Last Updated on January 13, 2024
A healthy level of skepticism seems to be an occupational hazard of working in information security. Hence, my hopes were not all that high when I recently sat down with a Boulevardier and the new ISO 27701 standard (“Security techniques – Extension to ISO 27001 for Privacy Information Management”).
To be clear, I am a huge fan of ISO 27001 and many other members of the ISO 27000 family. But privacy and security are a lot like vanilla ice cream and smoked salmon. I really enjoy eating both, just not at the same time. (Full disclosure: I stole that from Colin Cowherd, who of course was talking about sports not ISO 27001… So there is a tad of originality I deserve a bit of credit for.)
But wow, my skepticism was unwarranted. ISO 27701 is an impressive and timely effort.
Anyone who has been in the information security business as long as I have (I’m approaching my 30th birthday again this year) has lived through the whole “Privacy is Privacy and it’s the domain of the lawyers in the Compliance department and Information Security is Information Security and it’s the domain of the guys that talk in acronyms that the lawyers in Compliance (and the rest of the C-Suite) don’t really want to talk to” thing.
Oh, how the (information security) world has changed over the last 10 years.
First, breaches of note helped to bridge the divide between information security and the C-Suite. ISO 27001 played an instrumental role in that movement, as it required information security folks to speak about risk in ways meaningful to the C-Suite.

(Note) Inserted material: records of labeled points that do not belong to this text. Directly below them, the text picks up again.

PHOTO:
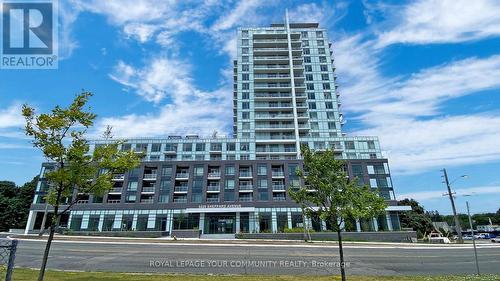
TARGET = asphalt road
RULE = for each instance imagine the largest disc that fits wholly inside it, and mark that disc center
(256, 259)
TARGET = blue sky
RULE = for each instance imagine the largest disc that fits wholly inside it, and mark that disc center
(422, 75)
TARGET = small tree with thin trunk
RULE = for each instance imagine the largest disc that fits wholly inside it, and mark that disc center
(330, 193)
(60, 135)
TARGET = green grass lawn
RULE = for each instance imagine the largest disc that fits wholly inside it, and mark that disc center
(21, 274)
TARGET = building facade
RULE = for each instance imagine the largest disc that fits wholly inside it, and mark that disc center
(285, 95)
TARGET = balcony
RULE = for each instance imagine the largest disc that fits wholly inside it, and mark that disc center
(246, 188)
(180, 200)
(214, 175)
(149, 189)
(181, 189)
(246, 199)
(213, 188)
(279, 187)
(118, 177)
(182, 175)
(213, 200)
(278, 174)
(115, 190)
(245, 174)
(150, 177)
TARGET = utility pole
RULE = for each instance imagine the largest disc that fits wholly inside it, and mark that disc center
(452, 200)
(473, 238)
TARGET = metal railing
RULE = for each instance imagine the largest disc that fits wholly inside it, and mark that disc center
(8, 249)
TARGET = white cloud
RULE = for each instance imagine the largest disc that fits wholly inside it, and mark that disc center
(434, 194)
(11, 117)
(190, 110)
(442, 21)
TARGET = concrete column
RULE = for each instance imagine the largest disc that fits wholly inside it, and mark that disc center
(117, 224)
(202, 223)
(134, 222)
(85, 221)
(323, 225)
(151, 221)
(342, 224)
(274, 221)
(101, 221)
(289, 219)
(375, 224)
(238, 227)
(389, 221)
(30, 222)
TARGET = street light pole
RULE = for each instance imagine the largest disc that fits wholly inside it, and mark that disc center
(473, 238)
(457, 221)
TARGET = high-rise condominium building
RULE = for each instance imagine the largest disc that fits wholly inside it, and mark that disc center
(285, 96)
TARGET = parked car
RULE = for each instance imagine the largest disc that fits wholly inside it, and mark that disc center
(438, 239)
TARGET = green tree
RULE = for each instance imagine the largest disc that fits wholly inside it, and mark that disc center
(416, 219)
(335, 196)
(61, 136)
(15, 202)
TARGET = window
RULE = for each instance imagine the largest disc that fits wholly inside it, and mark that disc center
(349, 145)
(230, 170)
(262, 169)
(132, 186)
(245, 146)
(200, 147)
(187, 147)
(231, 146)
(166, 171)
(262, 183)
(198, 171)
(156, 147)
(229, 184)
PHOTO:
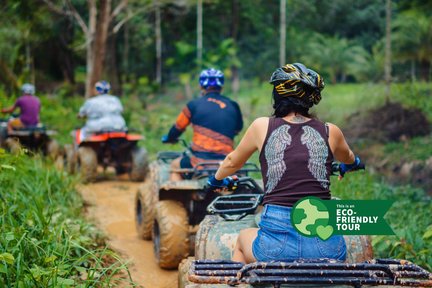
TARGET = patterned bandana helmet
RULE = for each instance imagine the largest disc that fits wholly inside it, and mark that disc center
(299, 82)
(211, 78)
(28, 88)
(102, 87)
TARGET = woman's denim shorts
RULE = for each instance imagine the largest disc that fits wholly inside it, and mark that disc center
(277, 240)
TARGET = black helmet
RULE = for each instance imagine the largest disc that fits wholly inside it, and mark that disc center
(295, 80)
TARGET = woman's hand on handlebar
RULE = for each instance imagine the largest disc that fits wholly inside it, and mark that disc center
(215, 185)
(345, 168)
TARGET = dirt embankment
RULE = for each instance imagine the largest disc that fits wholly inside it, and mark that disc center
(112, 208)
(392, 123)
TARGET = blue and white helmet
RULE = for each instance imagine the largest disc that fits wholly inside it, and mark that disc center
(211, 78)
(102, 87)
(28, 88)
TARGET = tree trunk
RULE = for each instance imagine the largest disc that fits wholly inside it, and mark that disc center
(413, 77)
(100, 41)
(282, 28)
(158, 35)
(126, 54)
(89, 46)
(199, 33)
(387, 67)
(111, 64)
(235, 81)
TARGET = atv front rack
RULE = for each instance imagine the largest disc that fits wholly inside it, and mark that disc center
(323, 272)
(235, 207)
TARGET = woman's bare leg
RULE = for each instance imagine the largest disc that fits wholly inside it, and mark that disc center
(175, 164)
(243, 249)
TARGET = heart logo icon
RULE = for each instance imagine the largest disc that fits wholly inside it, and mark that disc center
(324, 232)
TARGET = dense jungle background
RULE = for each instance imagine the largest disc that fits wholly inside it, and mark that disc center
(375, 57)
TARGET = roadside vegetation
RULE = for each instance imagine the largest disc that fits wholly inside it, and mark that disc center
(45, 240)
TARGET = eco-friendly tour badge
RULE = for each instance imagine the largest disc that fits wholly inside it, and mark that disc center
(313, 217)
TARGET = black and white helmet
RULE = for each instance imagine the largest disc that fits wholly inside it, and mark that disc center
(295, 80)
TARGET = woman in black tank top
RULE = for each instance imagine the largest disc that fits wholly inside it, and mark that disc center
(296, 152)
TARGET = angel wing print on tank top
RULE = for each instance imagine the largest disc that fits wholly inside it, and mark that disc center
(274, 154)
(318, 153)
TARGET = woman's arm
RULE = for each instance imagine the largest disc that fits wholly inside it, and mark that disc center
(339, 146)
(251, 141)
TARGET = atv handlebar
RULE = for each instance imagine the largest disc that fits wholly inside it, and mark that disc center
(336, 169)
(236, 206)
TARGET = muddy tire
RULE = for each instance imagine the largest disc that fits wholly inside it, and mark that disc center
(359, 248)
(139, 166)
(170, 234)
(144, 211)
(87, 164)
(183, 272)
(13, 145)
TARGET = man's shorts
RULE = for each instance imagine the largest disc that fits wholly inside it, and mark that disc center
(16, 123)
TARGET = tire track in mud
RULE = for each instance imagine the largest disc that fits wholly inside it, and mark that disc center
(112, 208)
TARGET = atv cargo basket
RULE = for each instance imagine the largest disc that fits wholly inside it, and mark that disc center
(377, 272)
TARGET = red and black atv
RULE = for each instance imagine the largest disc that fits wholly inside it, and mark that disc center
(118, 149)
(35, 138)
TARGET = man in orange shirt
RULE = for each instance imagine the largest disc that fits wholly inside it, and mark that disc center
(215, 120)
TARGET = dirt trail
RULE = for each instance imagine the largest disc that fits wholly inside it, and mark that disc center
(112, 207)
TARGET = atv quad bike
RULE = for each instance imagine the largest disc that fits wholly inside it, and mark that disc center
(169, 211)
(117, 149)
(35, 138)
(217, 236)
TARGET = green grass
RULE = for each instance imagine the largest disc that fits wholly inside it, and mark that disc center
(44, 240)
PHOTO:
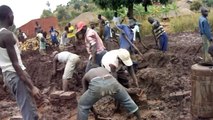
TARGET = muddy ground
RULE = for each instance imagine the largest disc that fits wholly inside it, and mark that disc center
(165, 78)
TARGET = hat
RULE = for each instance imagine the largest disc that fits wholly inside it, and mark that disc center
(80, 25)
(54, 53)
(210, 50)
(124, 55)
(131, 22)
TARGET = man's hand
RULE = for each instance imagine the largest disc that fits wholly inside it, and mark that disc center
(54, 73)
(36, 92)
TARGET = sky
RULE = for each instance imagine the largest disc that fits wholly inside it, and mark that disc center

Now, GDPR and CCPA have completely altered the relationship between the Compliance Officer and Information Security. We are rapidly approaching a point where information security and privacy become indistinguishable. Moving forward, it may not be possible to be an information security professional without being a data privacy professional.
That is why the timing of ISO 27701 is so perfect. It provides a mechanism to seamlessly blend privacy and information security so you can manage those risks as one. It’s smoked salmon ice cream that’s delicious—even with the capers and onions.
What ISO 27701 does so well is to recognize that privacy is indeed a sufficiently different class of information
As you likely know, ISO 27001 is the world’s most comprehensive and widely leveraged standard to manage information security risk. It includes seven Clauses that define an optimized construct (a set of processes, if you will) for an organization to understand the information it needs to protect, what it needs to protect it from, and the process to determine which technical and operational controls it needs to implement to manage those risks. The 114 controls are grouped into 14 domains and referred to as ISO 27001 Annex A controls. Cumulatively, we refer to the Clauses and Annex A as an ISO 27001 Information Security Management System (ISMS).
What ISO 27701 does so well is to recognize that privacy is indeed a sufficiently different class of information with very different regulatory requirements, which an ISO 27001 ISMS struggles to fully govern and protect. To address that issue, it updates two of the seven clauses of the ISMS so that the Information Security Management System also becomes a Privacy Information Management System (PIMS). Then, to ensure that you have the required controls to manage privacy-specific risks, it provides updates and additional guidance to the controls for 13 of the 14 Annex A domains.
I’ve often referred to ISO 27001 as a “recipe” for Information Security Risk Management. Forgive me in advance if we are on a call together and I refer to ISO 27001 + ISO 27701 as a recipe for Smoked Salmon Ice Cream… because it’s actually a near-perfect recipe for information security and privacy risk management.